When I made the decision to homeschool my now 16-year-old son just prior to his second grade year, my main goal was to fix his academic problems, and the sooner the better. I quickly came to see that, beyond remediating academic weaknesses, equally important was the opportunity homeschooling offered to develop his academic strengths. What we created in the process was a child that, for a time, would in no way fit into any sort of traditional classroom—advanced, behind, on level—and I wouldn’t have had it any other way.
Though I didn’t know it when we first started homeschooling, my son is twice exceptional, and in his case this means that he is gifted and also has dyslexia. But at the end of first grade, he presented as somewhat less than bright—slow to understand, slow to respond, just plain slow—with isolated flashes of brilliance. He could barely read a handful of CVC words and was unable to count to ten reliably.
I worked with him during that summer between first and second grades and somehow got his math to the point where he placed into a second grade math book. But the reading was coming along at a glacial pace, and I knew he needed long term, intensive help if he was ever to approach grade level. So, in August, I withdrew him from school and embarked on a journey that lasted close to nine years.
My first clue that my son might actually be gifted was the speed with which he blew through the second grade math book. He finished it in two months, though one reason he could was that I read everything aloud and scribed for him, accommodations he needed to be successful. I would continue to provide these accommodations for math until he was halfway through Algebra I at the end of fifth grade.
As for reading, each day we did a phonics lesson, followed by reading practice. And then we practiced some more after lunch. And still more at bedtime. My son’s stamina for reading was low and splitting it up into a several sessions seemed to work better.
And writing? Well, that first year we didn’t do any.

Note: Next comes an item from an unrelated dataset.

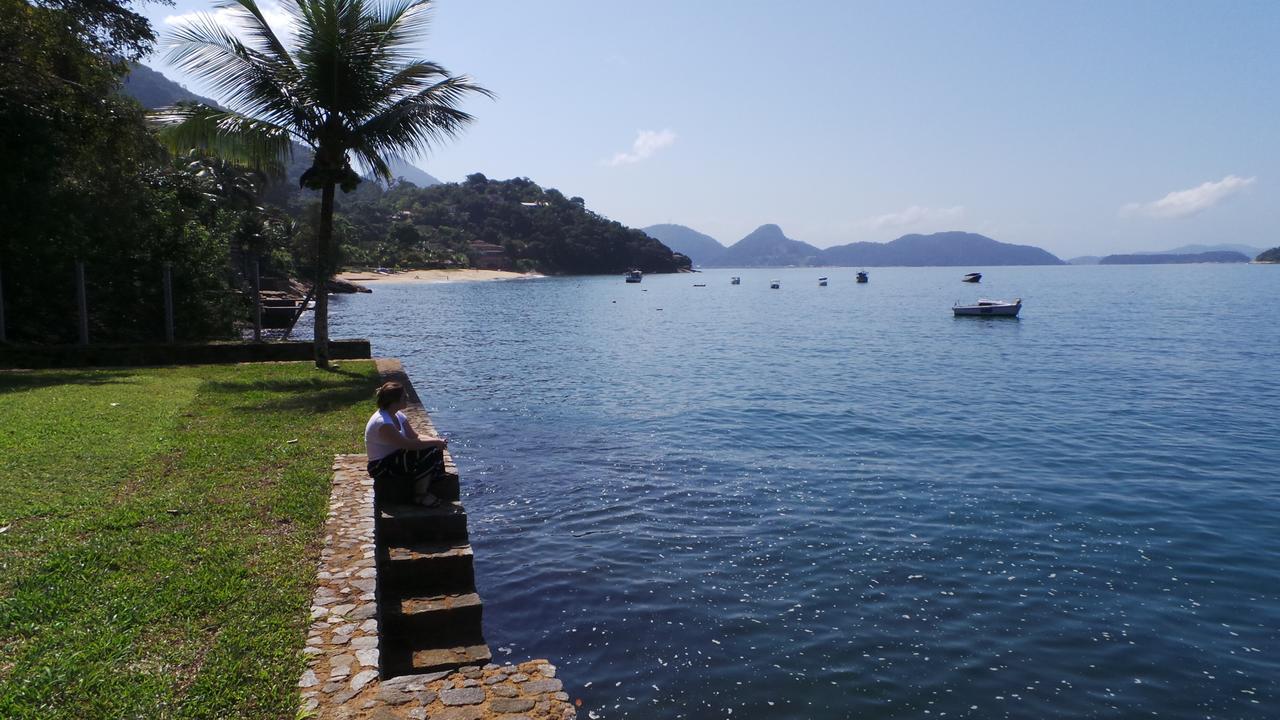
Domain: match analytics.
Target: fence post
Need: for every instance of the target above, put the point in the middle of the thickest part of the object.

I think my son peaked on asynchrony, at least in the academic realm, somewhere around the end of third grade. At that point, he had finished the fifth grade math book but could barely write a coherent sentence, and he certainly couldn’t spell. His reading had finally taken off; the dysfluent sounding out was a thing of the past, and, to everyone’s great joy, he started reading for pleasure.
His achievement test scores over the years echo these observations: Prior to homeschooling, we had some testing done, and all the scores were similar and well below the 50th percentile. At the end of third grade, the spread was close to 70 percentile points, with the math being at the 99th percentile. From there, the gap began to close: 30 points at the end of fourth grade, 15 at the end of 5th, and so on, until finally, at the end of 9th grade, our last full year of homeschooling, the big three—reading, math, and language—were all at the 99th percentile.
Twice-exceptional kids, at least the ones with a learning disability as the second exceptionality, need intensive remediation to be sure, but they also need to be given the ability to fly with what is easy for them, even if they need to be extensively accommodated to do so. Simultaneously remediating and accelerating is likely to produce great asynchrony for a time, and that is exactly what you want! But this process will not happen in a traditional school setting. Traditional schools cannot facilitate the extreme acceleration 2E kids need in areas of strength and the extreme accommodations they may need to get there. Traditional schools will also drop any efforts at remediation once the child approaches average—and in the schools around here, average apparently starts at the 16th percentile! In addition, it is critically important to remediate weak areas until they are in line with a child’s innate ability—and, by definition, a 2E child’s innate ability will be at the 99th percentile.
Homeschooling my 2E son was the most difficult and most rewarding thing I have ever done. It is truly not for the faint of heart. But the results—a confident, competent, and knowledgeable young man—have been worth it. For us, homeschooling not only made sense, it was the only option.